Reducing the Dataset

That’s a lot of columns, most of which are redundant or don’t carry much information. Let’s clean up our dataset a bit by selecting a smaller subset of columns. Already this quick investigation improves our comprehension and reduces the size of the dataset.

columns = ['action_taken_name', 'agency_abbr', 'applicant_ethnicity_name',
           'applicant_race_name_1', 'applicant_sex_name', 'county_name',
           'loan_purpose_name', 'state_abbr']

t = t[columns]
t
action_taken_name agency_abbr applicant_ethnicity_name applicant_race_name_1 applicant_sex_name county_name loan_purpose_name state_abbr
0 Loan originated HUD Not Hispanic or Latino White Male Will County Refinancing IL
1 Loan originated NCUA Not Hispanic or Latino White Male Midland County Refinancing MI
2 Loan purchased by the institution CFPB Not applicable Not applicable Not applicable Benton County Refinancing AR
3 Loan purchased by the institution CFPB Not Hispanic or Latino White Female Ramsey County Refinancing MN
4 Loan originated FDIC Not Hispanic or Latino White Male Allen County Home improvement IN
5 Loan originated HUD Not Hispanic or Latino White Male Cook County Refinancing IL
6 Loan originated HUD Not Hispanic or Latino Black or African American Male Calcasieu Parish Home purchase LA
7 Loan originated HUD Not Hispanic or Latino White Male Grand County Refinancing CO
8 Loan originated FDIC Not Hispanic or Latino White Female Allen County Refinancing IN
9 Loan originated CFPB Not Hispanic or Latino White Male Talbot County Refinancing MD
10 Loan originated HUD Not Hispanic or Latino White Male Calcasieu Parish Home purchase LA

More Complex Computation

Now that we can more clearly see what’s going on let’s ask a simple question:

How many times does each action occur in the state of New York?

t2 = t[t.state_abbr == 'NY']
t2
%%time
from blaze import into, by
from pandas import DataFrame
# Group on action_taken_name, count each group
into(DataFrame, by(t2.action_taken_name,
                   t2.action_taken_name.count()).sort('action_taken_name_count',
                                                      ascending=False))
CPU times: user 13min 50s, sys: 5.23 s, total: 13min 55s
Wall time: 13min 55s
action_taken_name action_taken_name_count
0 Loan originated 285106
1 Application denied by financial institution 109423
2 Loan purchased by the institution 75241
3 Application withdrawn by applicant 50563
4 Application approved but not accepted 25632
5 File closed for incompleteness 20585
6 Preapproval request approved but not accepted 259
7 Preapproval request denied by financial instit... 171

Great! Sadly, because it was reading through the CSV file and because it was using a Pure Python backend, that computation took fourteen minutes.

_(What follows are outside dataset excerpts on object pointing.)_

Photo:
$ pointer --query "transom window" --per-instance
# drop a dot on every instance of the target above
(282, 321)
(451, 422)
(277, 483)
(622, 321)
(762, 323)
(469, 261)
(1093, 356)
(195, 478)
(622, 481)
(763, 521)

Moving to a Faster Backend

By default computations on CSV files use the streaming Python backend. While robust for large files and decently fast, this backend parses the CSV file each time we do a full-data operation, and this parsing is very slow. Let’s move our reduced dataset to a more efficient and widely accessible backend, sqlite.

from blaze import SQL
sql = SQL('sqlite:///hmda.db', 'data', schema=t.schema) # A SQLite database
into(sql, t)  # Migrate data

Yup, a little sqlite database just arrived

$ ls -lh hmda*

-rw-r--r-- 1 mrocklin mrocklin 2.7G Aug 25 13:38 hmda.db
-rw-r--r-- 1 mrocklin mrocklin  12G Jul 10 12:15 hmda_lar-2012.csv

Working with SQL

Now that we’ve migrated our csv file into a sqlite database let’s redefine t to use the SQL backend and repeat our computation.

# t = Table(csv)
t = Table(sql)
t2 = t[t.state_abbr == 'NY']
%%time
into(DataFrame, by(t2.action_taken_name,
                   t2.action_taken_name.count()).sort('action_taken_name_count',
                                                      ascending=False))
CPU times: user 5.55 s, sys: 1.64 s, total: 7.19 s
Wall time: 7.46 s
action_taken_name action_taken_name_count
0 Loan originated 285106
1 Application denied by financial institution 109423
2 Loan purchased by the institution 75241
3 Application withdrawn by applicant 50563
4 Application approved but not accepted 25632
5 File closed for incompleteness 20585
6 Preapproval request approved but not accepted 259
7 Preapproval request denied by financial instit... 171

We’re about to repeat this same computation many times. We’ll omit the table result from here on out. It will always be the same.

Create an index on state name

This was much faster, largely because the data was stored in a binary format. We can improve the query speed significantly by placing an index on the state_abbr field. This will cause the selection t[t.state_abbr == 'NY'] to return more quickly, eliminating the need for an expensive full table scan.

from blaze import create_index
create_index(sql, 'state_abbr', name='state_abbr_index')

Now we can ask this same query for many states at interactive timescales.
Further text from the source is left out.